Determining the ability of erections usually begins with some at-home work that includes erotic touch, stimulation, and non-pressured sexual play to help create situations that encourage erections. These acts are to be done without intercourse or ejaculation. It is just the goal to enhance erotic pleasure and encourage a different source of sexual relationship between the couple. By not having intercourse or ejaculation it removes the pressure to perform.
It may take awhile, but the non-performance pleasuring usually leads to erections and boosts his self-confidence. Erections may often be temporary and can actually benefit the next step in treatment. It is important to show that erections can come and go during sex play. To do this the couple, especially the partner, is encouraged to stimulate the penis to erection, and then stop until flaccid and repeat process. This is often recommended without sexual intercourse allowed. It is also important that the counseling helps to distract the negative and obsessive thoughts regarding the potential impotence.

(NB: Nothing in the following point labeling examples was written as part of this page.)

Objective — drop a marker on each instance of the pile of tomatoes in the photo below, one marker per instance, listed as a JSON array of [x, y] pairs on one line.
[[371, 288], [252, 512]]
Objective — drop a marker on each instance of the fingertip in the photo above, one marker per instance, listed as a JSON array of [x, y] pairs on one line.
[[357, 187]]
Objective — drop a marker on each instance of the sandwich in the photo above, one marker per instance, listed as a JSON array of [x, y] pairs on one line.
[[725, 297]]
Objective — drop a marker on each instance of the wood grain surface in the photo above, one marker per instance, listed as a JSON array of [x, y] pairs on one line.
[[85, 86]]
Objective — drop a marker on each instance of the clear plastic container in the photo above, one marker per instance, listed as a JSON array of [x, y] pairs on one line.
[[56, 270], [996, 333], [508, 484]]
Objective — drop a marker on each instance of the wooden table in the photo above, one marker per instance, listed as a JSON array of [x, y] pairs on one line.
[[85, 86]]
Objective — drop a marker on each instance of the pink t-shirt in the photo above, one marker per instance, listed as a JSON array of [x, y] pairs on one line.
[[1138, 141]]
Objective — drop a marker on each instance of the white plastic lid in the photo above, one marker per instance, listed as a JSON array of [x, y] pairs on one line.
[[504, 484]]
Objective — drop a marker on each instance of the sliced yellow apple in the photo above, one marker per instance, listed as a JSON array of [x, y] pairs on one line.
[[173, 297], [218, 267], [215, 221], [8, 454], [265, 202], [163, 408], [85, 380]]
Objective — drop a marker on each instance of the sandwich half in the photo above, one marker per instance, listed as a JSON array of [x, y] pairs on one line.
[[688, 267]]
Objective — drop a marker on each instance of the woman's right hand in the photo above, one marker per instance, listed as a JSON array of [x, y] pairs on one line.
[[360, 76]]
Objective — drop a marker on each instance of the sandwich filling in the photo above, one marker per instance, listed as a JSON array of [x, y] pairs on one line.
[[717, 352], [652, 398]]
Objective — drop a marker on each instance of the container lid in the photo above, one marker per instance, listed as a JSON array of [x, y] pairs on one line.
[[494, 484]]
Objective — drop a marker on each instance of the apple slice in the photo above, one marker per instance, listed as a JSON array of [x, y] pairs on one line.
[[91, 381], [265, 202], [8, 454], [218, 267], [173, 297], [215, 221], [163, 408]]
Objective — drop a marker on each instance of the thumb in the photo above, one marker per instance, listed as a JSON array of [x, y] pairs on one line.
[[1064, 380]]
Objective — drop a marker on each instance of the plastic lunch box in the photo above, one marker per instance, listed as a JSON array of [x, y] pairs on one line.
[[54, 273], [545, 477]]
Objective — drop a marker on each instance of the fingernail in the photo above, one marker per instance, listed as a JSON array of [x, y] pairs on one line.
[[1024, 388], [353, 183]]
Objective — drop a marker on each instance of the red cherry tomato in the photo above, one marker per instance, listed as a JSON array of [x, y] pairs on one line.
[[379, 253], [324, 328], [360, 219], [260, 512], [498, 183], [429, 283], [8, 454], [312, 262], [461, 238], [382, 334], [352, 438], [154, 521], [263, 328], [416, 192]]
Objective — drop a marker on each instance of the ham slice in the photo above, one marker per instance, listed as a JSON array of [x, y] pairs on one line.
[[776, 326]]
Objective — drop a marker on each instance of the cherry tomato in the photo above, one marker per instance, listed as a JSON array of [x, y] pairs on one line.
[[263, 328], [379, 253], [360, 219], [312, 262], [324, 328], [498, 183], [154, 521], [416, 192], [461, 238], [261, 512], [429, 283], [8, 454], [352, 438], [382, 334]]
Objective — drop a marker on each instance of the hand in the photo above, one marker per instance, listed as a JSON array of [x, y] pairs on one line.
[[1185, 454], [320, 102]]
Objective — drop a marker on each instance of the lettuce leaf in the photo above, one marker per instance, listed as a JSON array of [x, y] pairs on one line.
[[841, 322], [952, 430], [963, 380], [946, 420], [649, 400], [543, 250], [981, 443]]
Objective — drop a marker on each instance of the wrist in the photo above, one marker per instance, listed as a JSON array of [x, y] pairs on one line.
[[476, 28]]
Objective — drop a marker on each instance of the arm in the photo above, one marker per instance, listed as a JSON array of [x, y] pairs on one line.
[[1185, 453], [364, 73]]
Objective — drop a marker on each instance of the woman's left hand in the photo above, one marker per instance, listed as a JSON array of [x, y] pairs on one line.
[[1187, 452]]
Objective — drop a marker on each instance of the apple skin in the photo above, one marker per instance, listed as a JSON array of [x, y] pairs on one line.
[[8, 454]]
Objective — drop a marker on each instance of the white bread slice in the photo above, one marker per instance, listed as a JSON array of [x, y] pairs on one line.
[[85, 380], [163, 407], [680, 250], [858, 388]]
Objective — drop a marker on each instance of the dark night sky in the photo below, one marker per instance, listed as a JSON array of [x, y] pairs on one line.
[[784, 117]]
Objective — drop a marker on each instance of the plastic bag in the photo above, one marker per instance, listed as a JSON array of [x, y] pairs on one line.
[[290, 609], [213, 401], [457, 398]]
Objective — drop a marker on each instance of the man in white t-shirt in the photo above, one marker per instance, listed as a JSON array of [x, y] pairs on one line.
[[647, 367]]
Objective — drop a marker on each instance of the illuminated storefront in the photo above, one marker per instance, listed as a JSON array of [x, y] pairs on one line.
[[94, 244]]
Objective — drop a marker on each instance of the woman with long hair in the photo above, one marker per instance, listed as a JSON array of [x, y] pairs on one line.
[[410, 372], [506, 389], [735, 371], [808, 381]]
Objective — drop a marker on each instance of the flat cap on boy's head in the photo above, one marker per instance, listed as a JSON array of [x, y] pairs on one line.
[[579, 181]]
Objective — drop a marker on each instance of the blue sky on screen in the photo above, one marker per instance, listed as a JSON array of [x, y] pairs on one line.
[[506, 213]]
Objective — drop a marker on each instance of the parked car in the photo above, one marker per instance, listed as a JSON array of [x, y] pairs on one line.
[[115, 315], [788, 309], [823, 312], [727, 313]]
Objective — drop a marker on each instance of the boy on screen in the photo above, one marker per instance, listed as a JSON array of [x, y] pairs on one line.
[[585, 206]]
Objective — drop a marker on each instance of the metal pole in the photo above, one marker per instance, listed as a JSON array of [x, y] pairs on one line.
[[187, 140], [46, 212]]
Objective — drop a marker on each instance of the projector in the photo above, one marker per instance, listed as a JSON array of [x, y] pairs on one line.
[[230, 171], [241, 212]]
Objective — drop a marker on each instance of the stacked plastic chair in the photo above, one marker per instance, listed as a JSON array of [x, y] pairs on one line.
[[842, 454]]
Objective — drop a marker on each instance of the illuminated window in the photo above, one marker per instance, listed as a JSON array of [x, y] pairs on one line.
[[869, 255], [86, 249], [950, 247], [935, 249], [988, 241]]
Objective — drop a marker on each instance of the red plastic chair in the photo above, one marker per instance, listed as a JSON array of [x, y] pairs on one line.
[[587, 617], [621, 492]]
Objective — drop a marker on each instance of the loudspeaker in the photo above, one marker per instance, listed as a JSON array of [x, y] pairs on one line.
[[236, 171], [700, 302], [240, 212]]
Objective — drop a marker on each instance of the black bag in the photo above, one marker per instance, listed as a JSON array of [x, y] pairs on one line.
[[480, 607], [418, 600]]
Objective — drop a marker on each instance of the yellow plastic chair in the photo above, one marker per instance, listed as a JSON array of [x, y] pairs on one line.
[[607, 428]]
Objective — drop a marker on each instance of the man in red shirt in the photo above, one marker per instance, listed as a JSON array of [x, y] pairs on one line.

Many times men have separated themselves from his erotic feelings while he worries over his partners. He may be so focused on her and what she thinks that he actually enabling his own impotence. Counseling will often encourage a bit of selfishness. To temporarily focus solely on his needs. To find sexual enjoyment and to find a way to liberate his sexual desires. This is only a temporary concept and should be encouraged to turn the attention on his partner after he has achieved orgasm, through caressing or masturbating her afterwards. The first successful intercourse is still just the beginning of treatment.
Men can easily have impotency relapses, but they are encouraged to continue with what they learned. It is a process until he is fully confident in his ability to maintain erections. Talking about his stress, fears, and starting a new open communication regarding sexual play is always present in the counseling process.